Sí; de adolescente, se quedaba uno perplejo. ¡Había tantas interpretaciones de este concepto!

Más tarde, otros nos adoctrinaron sobre el libre albedrío. Este último sustantivo nos sonaba como algo poético, sin saber exactamente su real significado.

Pero sí que estábamos situados en él; y nos parecía que el albedrío no sólo era el resultado de racionales silogismos, sino también de sentimientos y de poesía. La libertad, para ser verdadera, ha de ser también bella.

Pero nos insistirían una y otra vez los moralistas que esto no bastaba. Que la libertad tenía que ser asimismo buena. O sea, bien usada. Porque si no, degeneraba en libertinaje. Pero las cosas, después, aún se nos complicaban más. Nuestro espíritu, en demasía ambicioso, quería sentirse cual Ser Absoluto. Nos irritaba todo límite a nuestras vivencias. Deseábamos, al menos, ser como unos semidioses. Antes,no existíamos; cierto. Pero ya que habíamos empezado a existir, ¿por qué no hemos de seguir existiendo por nosotros mismos? Poder persistir en este mundo, en general tan hermoso… Paladear el vivir, con frecuencia, tan jugoso.

A pesar de todo, ya sabíamos que la muerte es ineludible. Pero mientras más tarde llegara, mejor. Y olvidarla para sumergirnos así en este sueño de ser evieternos dioses, llamados a dominar y doblegar el mundo a nuestros pies, según nuestros deseos.

La vida cotidiana, una y otra vez, nos descabalgaba de nuestras pretensiones. Y nos enfurismábamos de no tener una libertad absoluta, sin restricción alguna, como debía corresponder a nuestros anhelos de superhombres.

Quizás entonces, desengañados, estábamos tentados a echar nuestra corona inservible de libertad a la basura. Acaso proclamando, por resentimiento, un  feroz determinismo que nos liberara de toda responsabilidad, desnuda ya de sueños y ambiciones. Hasta osamos afirmar que hasta el ser Absoluto está también obligado, necesariamente, a actuar como lo hace. Aunque esto, por otra parte, alimentaba nuestro orgullo de querer estar al margen de nuestra contingencia, pues era ya imposible que Dios no nos hiciera nacer.

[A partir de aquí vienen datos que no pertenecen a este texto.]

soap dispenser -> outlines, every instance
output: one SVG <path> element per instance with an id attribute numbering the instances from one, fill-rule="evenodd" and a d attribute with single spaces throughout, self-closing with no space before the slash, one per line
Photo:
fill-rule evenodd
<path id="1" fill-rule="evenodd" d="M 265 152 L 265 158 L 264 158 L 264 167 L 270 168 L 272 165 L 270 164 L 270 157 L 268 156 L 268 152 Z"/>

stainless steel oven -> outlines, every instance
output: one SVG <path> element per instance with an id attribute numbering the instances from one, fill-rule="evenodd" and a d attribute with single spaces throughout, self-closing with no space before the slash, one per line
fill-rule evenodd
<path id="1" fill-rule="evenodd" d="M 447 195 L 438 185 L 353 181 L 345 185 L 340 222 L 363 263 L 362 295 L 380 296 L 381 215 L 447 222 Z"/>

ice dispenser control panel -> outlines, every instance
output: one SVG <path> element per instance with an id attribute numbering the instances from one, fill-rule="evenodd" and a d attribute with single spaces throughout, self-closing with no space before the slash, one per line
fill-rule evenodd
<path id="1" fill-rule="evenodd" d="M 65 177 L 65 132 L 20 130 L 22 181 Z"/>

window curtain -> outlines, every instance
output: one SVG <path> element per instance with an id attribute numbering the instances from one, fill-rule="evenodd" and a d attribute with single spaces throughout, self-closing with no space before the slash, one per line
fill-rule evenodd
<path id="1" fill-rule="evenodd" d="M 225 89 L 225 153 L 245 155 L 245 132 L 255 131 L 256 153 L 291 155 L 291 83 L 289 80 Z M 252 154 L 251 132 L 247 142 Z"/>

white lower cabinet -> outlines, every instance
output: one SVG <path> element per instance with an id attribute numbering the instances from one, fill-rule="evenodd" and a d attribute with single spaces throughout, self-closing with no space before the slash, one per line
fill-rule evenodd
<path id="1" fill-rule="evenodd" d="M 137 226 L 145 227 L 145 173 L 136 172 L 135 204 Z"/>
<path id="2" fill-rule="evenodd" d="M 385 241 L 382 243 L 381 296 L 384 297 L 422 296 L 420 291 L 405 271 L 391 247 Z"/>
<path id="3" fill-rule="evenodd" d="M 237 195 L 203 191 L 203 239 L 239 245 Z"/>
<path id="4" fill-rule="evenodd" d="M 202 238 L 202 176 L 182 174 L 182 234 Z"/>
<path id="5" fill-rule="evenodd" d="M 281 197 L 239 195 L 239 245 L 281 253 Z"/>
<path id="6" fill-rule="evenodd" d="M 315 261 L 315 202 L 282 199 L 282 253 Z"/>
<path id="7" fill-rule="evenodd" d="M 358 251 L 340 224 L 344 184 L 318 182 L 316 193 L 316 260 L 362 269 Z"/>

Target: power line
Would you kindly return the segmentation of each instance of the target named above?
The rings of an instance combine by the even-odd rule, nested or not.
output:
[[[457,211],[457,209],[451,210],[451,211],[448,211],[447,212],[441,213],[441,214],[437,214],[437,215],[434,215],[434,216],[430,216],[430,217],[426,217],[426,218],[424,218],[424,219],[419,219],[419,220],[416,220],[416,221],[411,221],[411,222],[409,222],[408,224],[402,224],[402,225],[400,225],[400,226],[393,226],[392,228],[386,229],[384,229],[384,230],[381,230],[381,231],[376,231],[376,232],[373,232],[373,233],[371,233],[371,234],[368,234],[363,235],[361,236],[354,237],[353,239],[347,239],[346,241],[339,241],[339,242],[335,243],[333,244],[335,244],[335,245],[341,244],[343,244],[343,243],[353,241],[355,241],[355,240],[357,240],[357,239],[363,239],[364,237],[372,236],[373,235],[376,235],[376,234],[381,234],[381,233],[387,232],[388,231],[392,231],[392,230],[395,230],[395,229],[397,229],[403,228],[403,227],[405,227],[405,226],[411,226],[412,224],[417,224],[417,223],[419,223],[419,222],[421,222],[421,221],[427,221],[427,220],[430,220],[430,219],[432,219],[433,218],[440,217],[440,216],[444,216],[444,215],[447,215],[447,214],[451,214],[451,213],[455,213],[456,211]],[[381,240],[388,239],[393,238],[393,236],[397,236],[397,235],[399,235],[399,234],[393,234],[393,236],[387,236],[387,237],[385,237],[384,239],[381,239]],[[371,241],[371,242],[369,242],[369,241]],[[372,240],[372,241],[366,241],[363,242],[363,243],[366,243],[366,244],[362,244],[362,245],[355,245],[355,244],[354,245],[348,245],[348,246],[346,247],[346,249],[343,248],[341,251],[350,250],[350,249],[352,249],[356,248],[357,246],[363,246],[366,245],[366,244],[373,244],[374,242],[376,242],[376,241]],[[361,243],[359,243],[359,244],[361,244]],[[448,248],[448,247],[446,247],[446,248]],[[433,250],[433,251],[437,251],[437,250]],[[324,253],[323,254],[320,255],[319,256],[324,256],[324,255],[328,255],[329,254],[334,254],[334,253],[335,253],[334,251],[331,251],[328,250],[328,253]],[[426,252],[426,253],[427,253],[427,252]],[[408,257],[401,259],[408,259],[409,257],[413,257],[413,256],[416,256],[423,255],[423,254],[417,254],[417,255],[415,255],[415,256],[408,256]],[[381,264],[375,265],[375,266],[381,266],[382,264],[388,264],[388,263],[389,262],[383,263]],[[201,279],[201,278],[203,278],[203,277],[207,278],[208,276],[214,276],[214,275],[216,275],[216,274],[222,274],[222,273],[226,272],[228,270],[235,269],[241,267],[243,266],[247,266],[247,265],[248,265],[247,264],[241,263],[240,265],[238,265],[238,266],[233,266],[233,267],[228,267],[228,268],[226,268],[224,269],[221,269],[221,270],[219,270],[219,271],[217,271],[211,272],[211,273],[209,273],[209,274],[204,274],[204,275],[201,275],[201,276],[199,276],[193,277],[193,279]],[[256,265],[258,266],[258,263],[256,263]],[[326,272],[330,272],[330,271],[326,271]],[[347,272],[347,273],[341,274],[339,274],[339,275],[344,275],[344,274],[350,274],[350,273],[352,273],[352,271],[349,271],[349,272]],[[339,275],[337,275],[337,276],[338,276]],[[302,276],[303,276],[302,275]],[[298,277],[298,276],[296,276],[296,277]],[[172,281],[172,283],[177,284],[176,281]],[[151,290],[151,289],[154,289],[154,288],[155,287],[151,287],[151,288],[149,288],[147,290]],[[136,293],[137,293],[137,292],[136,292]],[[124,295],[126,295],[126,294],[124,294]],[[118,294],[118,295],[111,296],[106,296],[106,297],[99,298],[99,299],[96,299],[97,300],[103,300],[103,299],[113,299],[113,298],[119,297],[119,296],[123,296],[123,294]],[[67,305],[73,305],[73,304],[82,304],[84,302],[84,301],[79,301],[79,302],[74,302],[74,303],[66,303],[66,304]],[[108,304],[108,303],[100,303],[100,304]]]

No. No hay para tanto desespero ni tanta vanidad. Tenemos una libertad humana, gran florón de nuestro ser peculiar. Pero es limitada como todo lo nuestro. Como la dimensión de mi nariz o el área de mi visión. ¡Pero qué hermoso tener la piel que recubre la pequeñez de mi cuerpo frente a las estrellas! Los límites de mi razón, que siempre estará envuelta por los lindes del misterio, como lo es la cuestión: ¿por qué existe algo en vez de nada? ¡Y qué gozo que en mi libre albedrío pueda admirar y a la vez elegir entre las innumerables cosas a mi alcance! Por otra parte, ¡qué gozo ser limitado, pues esto quiere decir que existo!

Si dejamos de ser soberbios –¡oh, qué vano es serlo!– de pronto nuestra concreta libertad nada más que humana, pero llena en su ámbito de responsabilidades y belleza, se nos aparece como uno de los más rutilantes fulgores con que podemos resplandecer en el universo.